Ele destaca que, em vez de impulsionar o setor, esse tipo de tributação pode empurrar os usuários para plataformas estrangeiras, que não estão sujeitas à regulamentação ou impostos locais.
“Essa proposta prejudica quem está em conformidade. As exchanges que seguem todas as normas fiscais e regulatórias acabam sendo penalizadas, enquanto plataformas no exterior operam com mais liberdade e menos encargos.”
Regulação com foco em arrecadação desestimula a inovação no setor
Na visão do CEO da OKX Brasil, a possível adoção do IOF em criptoativos revela uma desconexão entre o discurso regulatório e as práticas propostas.
“Isso vai contra o espírito do que o processo regulatório de criptoativos no Brasil deveria representar — previsibilidade, segurança jurídica e apoio à inovação.”

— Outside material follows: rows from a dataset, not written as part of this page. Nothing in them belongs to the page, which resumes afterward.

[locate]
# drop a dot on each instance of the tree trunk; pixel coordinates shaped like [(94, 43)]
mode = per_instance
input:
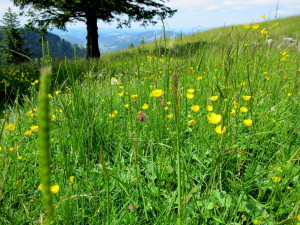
[(92, 48)]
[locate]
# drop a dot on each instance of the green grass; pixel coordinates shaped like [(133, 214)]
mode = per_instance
[(114, 166)]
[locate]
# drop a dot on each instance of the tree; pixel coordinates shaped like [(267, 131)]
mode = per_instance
[(13, 40), (56, 13)]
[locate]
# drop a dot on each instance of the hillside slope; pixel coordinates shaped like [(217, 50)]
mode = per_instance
[(59, 48), (190, 44)]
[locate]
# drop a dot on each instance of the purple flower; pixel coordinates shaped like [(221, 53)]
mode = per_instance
[(142, 117)]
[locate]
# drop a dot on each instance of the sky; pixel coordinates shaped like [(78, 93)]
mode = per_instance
[(196, 15)]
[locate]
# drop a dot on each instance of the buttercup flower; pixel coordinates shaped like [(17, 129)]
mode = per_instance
[(195, 108), (214, 118), (244, 109), (145, 106), (54, 189), (209, 108), (156, 93)]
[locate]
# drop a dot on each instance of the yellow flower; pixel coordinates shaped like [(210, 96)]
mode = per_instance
[(145, 106), (195, 108), (156, 93), (191, 90), (276, 179), (244, 109), (220, 129), (10, 127), (170, 116), (248, 122), (214, 118), (233, 111), (191, 123), (264, 31), (54, 189), (190, 96), (246, 97), (214, 98), (209, 108)]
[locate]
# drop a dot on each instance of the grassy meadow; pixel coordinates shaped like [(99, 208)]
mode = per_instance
[(203, 129)]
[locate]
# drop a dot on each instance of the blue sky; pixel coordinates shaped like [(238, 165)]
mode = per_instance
[(198, 14)]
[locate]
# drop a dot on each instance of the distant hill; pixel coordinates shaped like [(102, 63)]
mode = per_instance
[(112, 39), (59, 48)]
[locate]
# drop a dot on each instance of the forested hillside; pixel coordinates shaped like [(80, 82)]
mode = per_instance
[(59, 48)]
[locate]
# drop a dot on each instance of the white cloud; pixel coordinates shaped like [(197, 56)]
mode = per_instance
[(188, 3), (286, 12), (212, 7)]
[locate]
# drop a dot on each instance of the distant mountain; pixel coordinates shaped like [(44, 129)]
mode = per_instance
[(112, 39), (59, 48)]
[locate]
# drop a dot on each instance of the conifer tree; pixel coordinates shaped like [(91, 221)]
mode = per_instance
[(57, 13), (13, 41)]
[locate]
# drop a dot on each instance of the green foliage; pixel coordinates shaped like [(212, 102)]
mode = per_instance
[(13, 50), (42, 13)]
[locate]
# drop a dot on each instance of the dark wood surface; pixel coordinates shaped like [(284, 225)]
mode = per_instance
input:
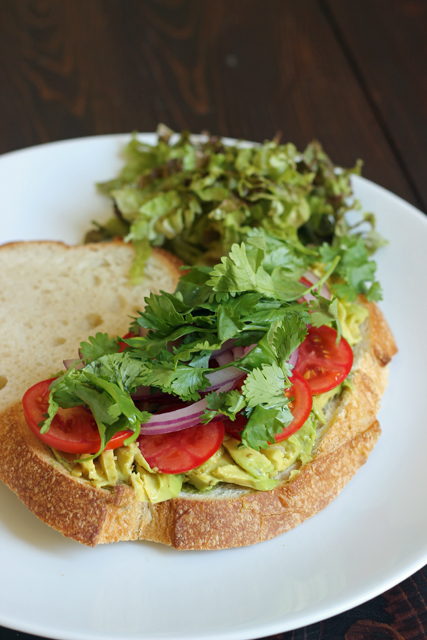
[(352, 73)]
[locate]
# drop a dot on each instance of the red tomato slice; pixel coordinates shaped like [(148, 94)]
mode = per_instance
[(72, 430), (300, 408), (300, 405), (123, 345), (184, 450), (322, 362)]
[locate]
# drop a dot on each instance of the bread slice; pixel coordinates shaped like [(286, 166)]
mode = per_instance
[(53, 296), (228, 516)]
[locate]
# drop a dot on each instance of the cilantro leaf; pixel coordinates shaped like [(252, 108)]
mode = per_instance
[(98, 345)]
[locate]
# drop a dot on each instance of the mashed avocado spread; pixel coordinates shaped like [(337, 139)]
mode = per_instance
[(231, 464)]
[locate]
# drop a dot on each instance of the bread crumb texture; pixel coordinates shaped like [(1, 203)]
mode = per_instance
[(54, 296), (94, 515)]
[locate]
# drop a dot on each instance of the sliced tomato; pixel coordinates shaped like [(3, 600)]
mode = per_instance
[(322, 362), (123, 345), (300, 407), (72, 430), (184, 450)]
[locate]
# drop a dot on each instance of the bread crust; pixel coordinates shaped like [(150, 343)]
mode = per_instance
[(92, 516)]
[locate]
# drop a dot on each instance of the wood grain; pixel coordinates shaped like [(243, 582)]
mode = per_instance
[(350, 73), (387, 46), (244, 69)]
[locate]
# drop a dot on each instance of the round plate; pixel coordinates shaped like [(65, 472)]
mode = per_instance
[(370, 538)]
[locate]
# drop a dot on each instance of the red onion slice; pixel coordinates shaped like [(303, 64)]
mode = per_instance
[(70, 361), (324, 291), (294, 357)]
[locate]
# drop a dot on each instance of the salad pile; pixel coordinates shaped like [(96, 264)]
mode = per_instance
[(197, 197), (240, 348)]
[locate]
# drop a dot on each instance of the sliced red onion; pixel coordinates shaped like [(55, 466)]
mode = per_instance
[(324, 291), (180, 419), (238, 352), (246, 350), (294, 357)]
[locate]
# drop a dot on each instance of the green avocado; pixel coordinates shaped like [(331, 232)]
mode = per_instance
[(202, 477), (297, 447), (253, 462), (351, 315), (155, 487), (235, 474)]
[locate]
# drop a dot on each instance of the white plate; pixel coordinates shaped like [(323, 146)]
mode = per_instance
[(369, 539)]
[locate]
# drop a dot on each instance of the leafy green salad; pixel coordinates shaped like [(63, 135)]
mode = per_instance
[(265, 216)]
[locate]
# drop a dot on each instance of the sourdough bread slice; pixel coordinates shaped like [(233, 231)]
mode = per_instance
[(53, 296), (228, 516)]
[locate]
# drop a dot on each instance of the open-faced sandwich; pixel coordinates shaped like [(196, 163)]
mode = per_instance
[(234, 408)]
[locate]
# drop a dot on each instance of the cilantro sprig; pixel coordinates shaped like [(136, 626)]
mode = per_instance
[(242, 300)]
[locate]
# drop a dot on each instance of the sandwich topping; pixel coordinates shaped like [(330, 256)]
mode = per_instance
[(225, 380), (219, 388)]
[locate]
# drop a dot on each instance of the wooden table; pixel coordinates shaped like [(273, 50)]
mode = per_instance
[(352, 73)]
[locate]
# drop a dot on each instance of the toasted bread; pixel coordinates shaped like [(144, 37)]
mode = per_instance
[(228, 516)]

Ele argumenta que a tentativa de equiparar criptoativos a produtos financeiros tradicionais para fins de arrecadação ignora a natureza descentralizada e inovadora desses ativos.
“O uso do IOF como uma solução genérica demonstra falta de alinhamento com os princípios básicos que deveriam nortear a regulamentação do setor. Estamos lidando com um novo paradigma, que exige uma abordagem igualmente nova.”
Sacamone também faz um alerta jurídico: “Se essa medida for implementada por decreto, há o risco de ser considerada ilegal e derrubada judicialmente. Não é o tipo de insegurança jurídica que o mercado precisa.”
Competitividade em risco: Brasil pode perder espaço no mercado cripto global
Outro ponto levantado por Sacamone é a questão da competitividade internacional. Segundo ele, países que adotam marcos regulatórios claros e competitivos vêm atraindo projetos e investimentos relevantes no setor de ativos digitais.
“Enquanto isso, medidas que aumentam a complexidade tributária aqui no Brasil afastam empresas, investidores e projetos inovadores.”
Além disso, ele reforça que, atualmente, o volume de negociação em reais já é dominado por exchanges internacionais.
“Mais de 50% do volume de negociação em reais ocorre fora do país, em plataformas que não estão sujeitas às exigências legais e fiscais brasileiras. Se o custo de operação continuar subindo, essa fatia tende a crescer ainda mais.”
Consequências práticas: evasão, risco ao usuário e queda na arrecadação
O impacto da proposta pode ir além da migração de usuários. De acordo com Sacamone, a introdução do IOF pode estimular o aumento da informalidade e dificultar o trabalho de fiscalização.
“Em vez de aumentar a arrecadação, o governo pode estar criando um incentivo à evasão. O usuário que opera em plataformas fora do Brasil não está sujeito às mesmas proteções nem à supervisão regulatória.”
Ele alerta que o risco não é apenas fiscal, mas também para o consumidor. “Se o usuário tiver problemas com uma plataforma estrangeira sem representação no Brasil, ele não terá a quem recorrer. Estamos falando de uma redução no alcance da proteção ao consumidor e no poder de fiscalização do Estado.”
Caminhos para o futuro: incentivo à conformidade e construção de um ecossistema sólido
Na avaliação do executivo, o caminho mais eficaz não passa por medidas improvisadas de arrecadação.
“O Brasil tem potencial para ser um dos maiores hubs de inovação cripto no mundo. Mas, para isso, é necessário construir um ambiente regulatório estável, com regras claras, que incentive a atuação de players locais e promova a confiança dos usuários.”
Em suma, ele defende que o foco da regulamentação deve ser o fortalecimento da estrutura existente, com equilíbrio entre proteção ao consumidor, inovação e competitividade.
“Precisamos de medidas que atraiam investimentos, que deem segurança jurídica para as empresas atuarem e que estimulem o desenvolvimento do setor dentro do país. Isso é o que gera arrecadação sustentável.”